From Atitya Chhor, CNN
STORY HIGHLIGHTS
  • U.N. Security Council Thursday unanimously approved new measures
  • Measures strengthen a U.N.-maintained list of those connected to al Qaeda, Taliban
  • Previous problems with list include lack of revision and court cases from those listed
  • U.S. official says measures ensure appropriate changes can be made when necessary
RELATED TOPICS
  • United Nations
  • Terrorism
  • Al Qaeda

United Nations (CNN) -- The U.N. Security Council Thursday unanimously approved new measures to strengthen and update the U.N.-maintained list of individuals and entities sanctioned for their connections to al Qaeda and the Taliban.

The resolution, sponsored by the United States, creates the position of an ombudsperson to oversee the process of adding or removing names to the list.

"For the first time ever, people and entities who are listed will have the possibility to address an independent, impartial authority with their cases," said Austria's ambassador to the U.N., Thomas Mayr-Harting.

Problems faced previously with the listing process included a lack of revision, as more than 30 people on the list are believed to be dead, and the fact that many other individuals have filed court cases protesting their names being listed.

The U.N.'s sanctions committee plans to complete its review of all 488 individuals and entities on the list by mid-year 2010.

U.S. Ambassador to the U.N. Susan Rice explained that the point of Thursday's action is to make the listing "a living process," which means ensuring that anyone on the list is "in this world and not dead" and that the list is "refreshed and renewed" with appropriate changes being made when necessary.

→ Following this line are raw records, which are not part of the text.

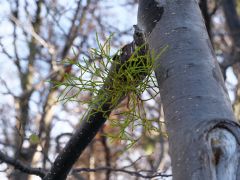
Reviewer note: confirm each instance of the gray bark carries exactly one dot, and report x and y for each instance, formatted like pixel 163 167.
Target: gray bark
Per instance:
pixel 203 134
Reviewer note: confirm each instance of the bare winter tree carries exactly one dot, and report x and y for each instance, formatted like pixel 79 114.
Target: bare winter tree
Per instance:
pixel 203 133
pixel 201 127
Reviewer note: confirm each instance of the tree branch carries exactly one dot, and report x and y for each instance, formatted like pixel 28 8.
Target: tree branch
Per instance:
pixel 96 115
pixel 139 173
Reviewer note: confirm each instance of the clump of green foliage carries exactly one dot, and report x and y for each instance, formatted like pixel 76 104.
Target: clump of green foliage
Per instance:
pixel 108 81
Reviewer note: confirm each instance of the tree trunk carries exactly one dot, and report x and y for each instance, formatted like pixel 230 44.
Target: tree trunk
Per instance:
pixel 203 135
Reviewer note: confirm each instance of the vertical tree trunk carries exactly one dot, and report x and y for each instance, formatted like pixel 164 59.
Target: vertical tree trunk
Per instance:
pixel 203 134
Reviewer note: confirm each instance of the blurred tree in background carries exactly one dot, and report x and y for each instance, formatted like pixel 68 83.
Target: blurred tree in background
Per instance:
pixel 36 37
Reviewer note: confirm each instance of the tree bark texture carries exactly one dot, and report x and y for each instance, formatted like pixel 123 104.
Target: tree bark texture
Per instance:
pixel 203 135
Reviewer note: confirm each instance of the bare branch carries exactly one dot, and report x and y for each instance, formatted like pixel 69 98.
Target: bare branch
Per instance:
pixel 21 166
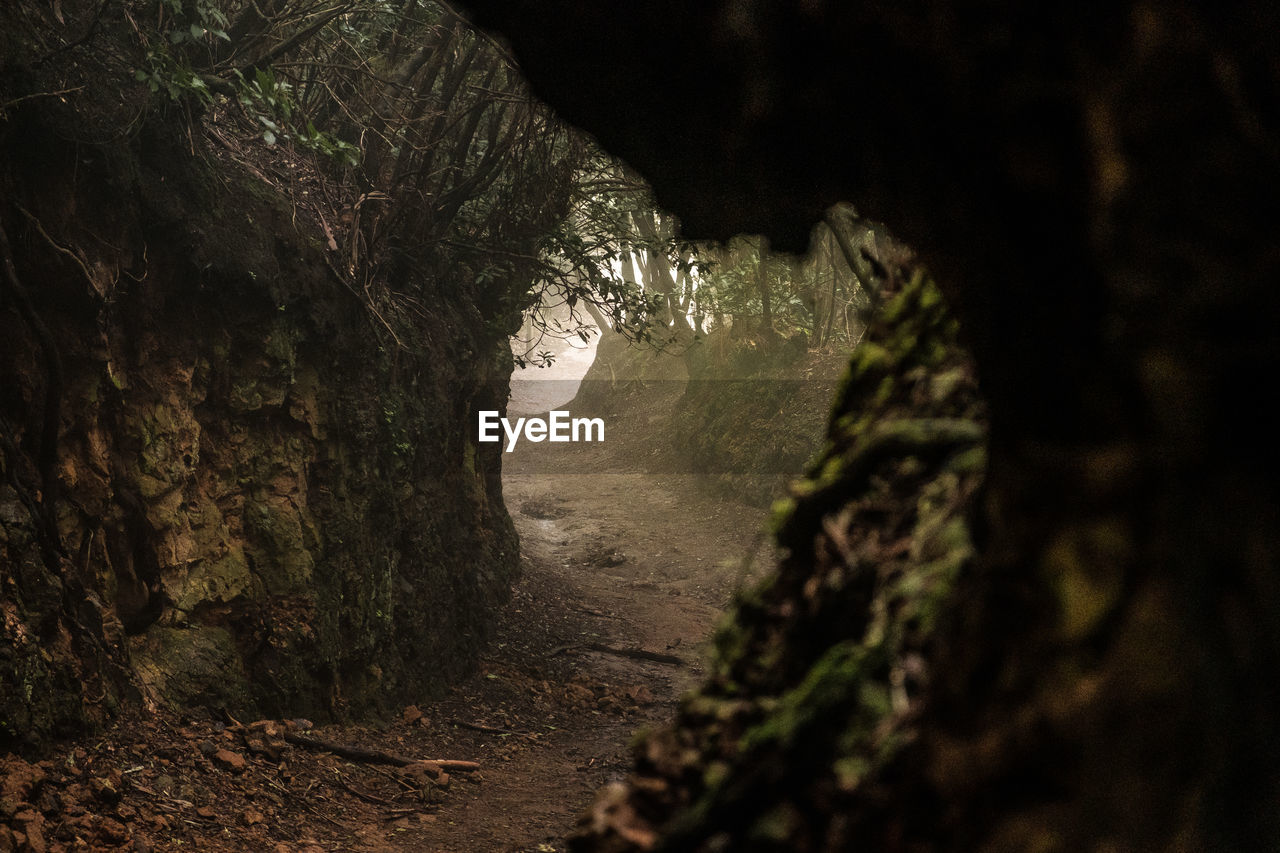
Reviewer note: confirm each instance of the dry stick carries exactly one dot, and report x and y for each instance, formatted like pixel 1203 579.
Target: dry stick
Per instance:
pixel 368 798
pixel 374 756
pixel 638 653
pixel 51 414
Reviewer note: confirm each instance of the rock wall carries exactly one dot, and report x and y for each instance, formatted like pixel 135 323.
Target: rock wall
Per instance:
pixel 261 505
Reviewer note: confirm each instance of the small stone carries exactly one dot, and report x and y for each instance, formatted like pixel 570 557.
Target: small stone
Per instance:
pixel 113 830
pixel 229 761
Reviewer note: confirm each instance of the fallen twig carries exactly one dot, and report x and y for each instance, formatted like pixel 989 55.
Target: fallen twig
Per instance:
pixel 375 756
pixel 476 726
pixel 638 653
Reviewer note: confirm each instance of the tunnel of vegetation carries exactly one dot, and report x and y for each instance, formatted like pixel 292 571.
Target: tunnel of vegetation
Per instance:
pixel 261 263
pixel 1075 653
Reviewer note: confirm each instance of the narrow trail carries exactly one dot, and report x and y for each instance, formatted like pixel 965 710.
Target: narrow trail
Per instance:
pixel 615 565
pixel 629 561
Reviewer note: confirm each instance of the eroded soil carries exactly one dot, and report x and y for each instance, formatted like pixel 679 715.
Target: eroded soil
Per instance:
pixel 639 564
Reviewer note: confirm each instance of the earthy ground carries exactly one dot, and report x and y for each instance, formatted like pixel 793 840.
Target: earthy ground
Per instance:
pixel 639 564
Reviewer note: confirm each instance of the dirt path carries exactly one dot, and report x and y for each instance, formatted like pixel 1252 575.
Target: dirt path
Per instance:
pixel 625 561
pixel 632 562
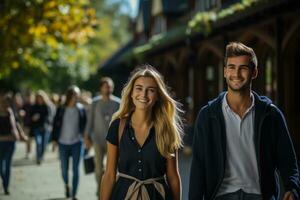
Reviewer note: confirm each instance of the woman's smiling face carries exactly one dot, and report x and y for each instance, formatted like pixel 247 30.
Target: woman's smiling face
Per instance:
pixel 144 93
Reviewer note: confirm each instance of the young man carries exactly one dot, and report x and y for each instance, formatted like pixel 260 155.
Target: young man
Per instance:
pixel 241 142
pixel 102 109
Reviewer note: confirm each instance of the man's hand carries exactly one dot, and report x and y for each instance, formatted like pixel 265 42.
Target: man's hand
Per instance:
pixel 289 196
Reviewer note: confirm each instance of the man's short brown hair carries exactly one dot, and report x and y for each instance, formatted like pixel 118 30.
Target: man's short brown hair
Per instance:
pixel 106 80
pixel 234 49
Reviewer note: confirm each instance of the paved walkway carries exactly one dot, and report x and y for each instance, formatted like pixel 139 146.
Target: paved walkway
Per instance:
pixel 32 182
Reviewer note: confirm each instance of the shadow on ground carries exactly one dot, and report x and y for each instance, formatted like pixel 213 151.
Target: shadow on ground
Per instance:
pixel 27 162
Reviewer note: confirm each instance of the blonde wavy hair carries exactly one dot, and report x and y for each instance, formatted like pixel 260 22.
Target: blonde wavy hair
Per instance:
pixel 165 112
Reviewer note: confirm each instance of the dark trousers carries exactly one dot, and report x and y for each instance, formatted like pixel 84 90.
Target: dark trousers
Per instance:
pixel 41 139
pixel 239 195
pixel 75 152
pixel 6 153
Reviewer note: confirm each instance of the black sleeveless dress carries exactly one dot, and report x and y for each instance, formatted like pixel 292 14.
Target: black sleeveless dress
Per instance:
pixel 140 162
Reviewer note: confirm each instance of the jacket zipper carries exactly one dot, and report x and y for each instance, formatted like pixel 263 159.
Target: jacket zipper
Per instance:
pixel 222 177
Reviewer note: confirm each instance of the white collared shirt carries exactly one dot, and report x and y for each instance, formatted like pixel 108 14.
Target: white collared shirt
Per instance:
pixel 241 170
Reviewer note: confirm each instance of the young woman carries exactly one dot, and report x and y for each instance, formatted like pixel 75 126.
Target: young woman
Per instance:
pixel 145 154
pixel 39 116
pixel 68 127
pixel 8 135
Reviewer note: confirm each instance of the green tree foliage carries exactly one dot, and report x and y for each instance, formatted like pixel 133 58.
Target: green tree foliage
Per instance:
pixel 51 44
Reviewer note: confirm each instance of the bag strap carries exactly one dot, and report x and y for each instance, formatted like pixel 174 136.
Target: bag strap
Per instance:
pixel 121 127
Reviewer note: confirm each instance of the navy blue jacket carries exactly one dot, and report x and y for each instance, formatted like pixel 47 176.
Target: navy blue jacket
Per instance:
pixel 58 120
pixel 274 151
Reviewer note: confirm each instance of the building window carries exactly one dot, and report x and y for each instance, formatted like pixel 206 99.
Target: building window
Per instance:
pixel 270 79
pixel 227 3
pixel 160 25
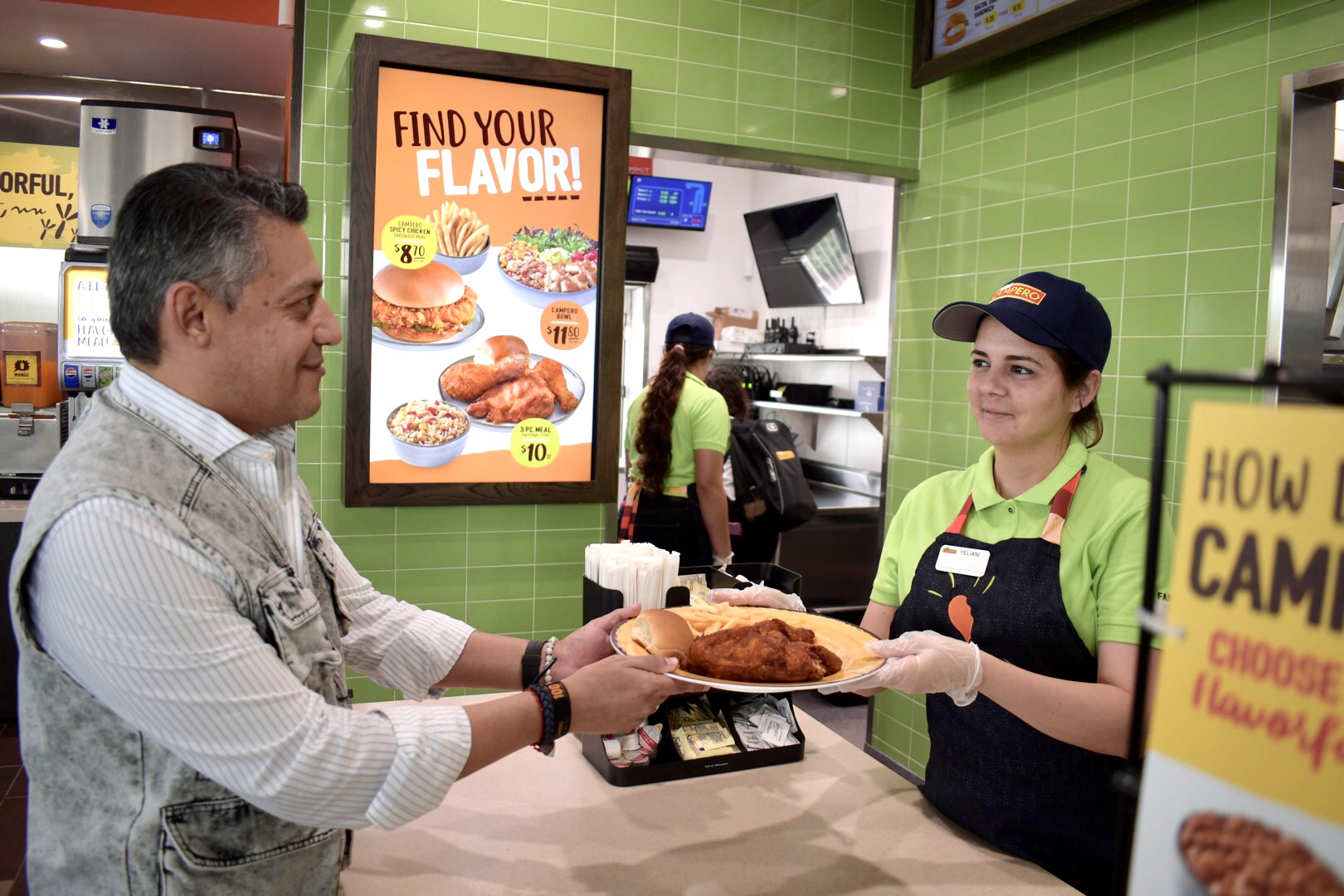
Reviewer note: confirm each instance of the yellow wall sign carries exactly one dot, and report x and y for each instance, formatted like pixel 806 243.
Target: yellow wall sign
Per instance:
pixel 1248 730
pixel 1259 592
pixel 38 203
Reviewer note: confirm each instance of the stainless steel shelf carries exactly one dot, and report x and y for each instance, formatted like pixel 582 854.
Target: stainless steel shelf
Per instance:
pixel 877 418
pixel 875 362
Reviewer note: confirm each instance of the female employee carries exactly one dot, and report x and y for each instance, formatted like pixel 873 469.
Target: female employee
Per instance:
pixel 1019 578
pixel 676 438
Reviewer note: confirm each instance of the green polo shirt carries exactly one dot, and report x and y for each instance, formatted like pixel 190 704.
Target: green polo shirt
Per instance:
pixel 1101 553
pixel 700 421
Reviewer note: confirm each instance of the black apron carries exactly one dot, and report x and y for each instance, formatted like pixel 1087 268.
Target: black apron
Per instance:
pixel 990 772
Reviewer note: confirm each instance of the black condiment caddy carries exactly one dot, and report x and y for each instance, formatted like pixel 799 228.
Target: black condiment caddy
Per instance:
pixel 665 763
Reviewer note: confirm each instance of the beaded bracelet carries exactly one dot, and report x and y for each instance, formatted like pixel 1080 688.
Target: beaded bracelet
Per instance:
pixel 554 703
pixel 548 661
pixel 533 661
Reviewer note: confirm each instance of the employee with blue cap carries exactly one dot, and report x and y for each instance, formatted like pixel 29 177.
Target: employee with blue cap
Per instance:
pixel 1018 579
pixel 678 431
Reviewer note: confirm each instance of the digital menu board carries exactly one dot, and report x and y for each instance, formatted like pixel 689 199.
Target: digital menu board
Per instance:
pixel 480 305
pixel 668 202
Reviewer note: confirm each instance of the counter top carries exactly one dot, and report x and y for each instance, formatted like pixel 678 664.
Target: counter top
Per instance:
pixel 839 501
pixel 835 822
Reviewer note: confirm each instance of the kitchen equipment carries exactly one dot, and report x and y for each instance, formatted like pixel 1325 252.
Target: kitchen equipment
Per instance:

Rice noted that the sanctions list "can and should be used to greater effect, globally, against terrorists and their supporters" particularly, "against those hindering peace and stability in Afghanistan and Pakistan."

She stressed the importance of the ombudsperson in ensuring that the information provided by those wanting to be removed from the list of those linked to al Qaeda and the Taliban is understood and given "transparent and fair assessment" by the U.N. committee.